Moda endüstrisi çok hızlı değişiyor ve bu hız, insanların kendi kişisel tarzlarından uzaklaşarak sadece popüler olana yönelmesine neden olabiliyor. Biz PIA’da geçici trendlere değil, kişinin kendini ifade edebildiği, içinde iyi hissettiği zamansız parçalara odaklanıyoruz. Moda, bizim için bir tüketim aracı değil, bir anlatım biçimi. Sürdürülebilirlik ve etik üretim değerleriyle, özgünlüğü önceliklendiren bir tasarım dili benimsiyoruz.

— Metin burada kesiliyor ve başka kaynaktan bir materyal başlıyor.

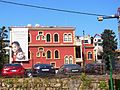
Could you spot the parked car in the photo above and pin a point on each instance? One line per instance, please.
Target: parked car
(68, 69)
(41, 70)
(89, 68)
(13, 69)
(95, 68)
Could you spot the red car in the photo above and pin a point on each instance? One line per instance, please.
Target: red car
(13, 69)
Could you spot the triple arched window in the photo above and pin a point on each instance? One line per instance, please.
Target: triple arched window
(56, 54)
(67, 37)
(68, 59)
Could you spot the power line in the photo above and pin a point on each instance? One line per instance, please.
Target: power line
(53, 9)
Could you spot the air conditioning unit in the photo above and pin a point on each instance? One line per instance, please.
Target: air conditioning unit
(37, 25)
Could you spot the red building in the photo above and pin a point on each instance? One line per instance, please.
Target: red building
(51, 45)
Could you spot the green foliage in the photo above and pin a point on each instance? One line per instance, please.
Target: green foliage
(85, 82)
(109, 45)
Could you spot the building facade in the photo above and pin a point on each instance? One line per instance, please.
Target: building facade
(50, 45)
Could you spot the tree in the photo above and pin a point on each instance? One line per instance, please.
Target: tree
(109, 46)
(3, 35)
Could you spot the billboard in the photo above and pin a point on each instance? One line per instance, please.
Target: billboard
(19, 44)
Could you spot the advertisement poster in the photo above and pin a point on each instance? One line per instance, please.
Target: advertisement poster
(19, 44)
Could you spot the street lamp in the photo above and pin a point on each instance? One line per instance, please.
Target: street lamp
(101, 18)
(84, 51)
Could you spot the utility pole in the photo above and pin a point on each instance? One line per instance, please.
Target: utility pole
(101, 18)
(83, 51)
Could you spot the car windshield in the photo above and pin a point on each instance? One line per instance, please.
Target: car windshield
(42, 65)
(72, 66)
(12, 65)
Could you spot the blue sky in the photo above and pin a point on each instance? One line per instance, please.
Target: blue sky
(14, 15)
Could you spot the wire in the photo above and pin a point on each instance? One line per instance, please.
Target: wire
(53, 9)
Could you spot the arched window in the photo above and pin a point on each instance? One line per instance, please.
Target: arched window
(69, 37)
(66, 60)
(48, 54)
(89, 55)
(56, 54)
(70, 60)
(48, 38)
(65, 37)
(56, 38)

Bence bu değişimin arkasında sadece genç yeteneklere alan açma çabası değil, aynı zamanda köklü markaların bu yeteneklerin getireceği taze bakış açılarına duyduğu ihtiyaç da var. Moda dünyasında her sezon değişen sadece trendler değil dijitalleşmeyle birlikte tüketim alışkanlıkları, estetik anlayışı ve iletişim biçimleri de sürekli evriliyor. Genç jenerasyonlar bu değişimi çok daha hızlı yakalayabiliyor; sosyal medyada, gündelik yaşamda ya da teknolojide sezgisel bir hakimiyetleri var.
Bu yüzden genç tasarımcıları yaratıcı süreçlere dahil etmek, sadece bir satış stratejisi değil, markaya ölçülemeyecek kadar değerli bir vizyon kazandırmak anlamına geliyor. Onlara alan açmak, aslında markaların da kendini yeniden tanımlamasına fırsat tanıyor.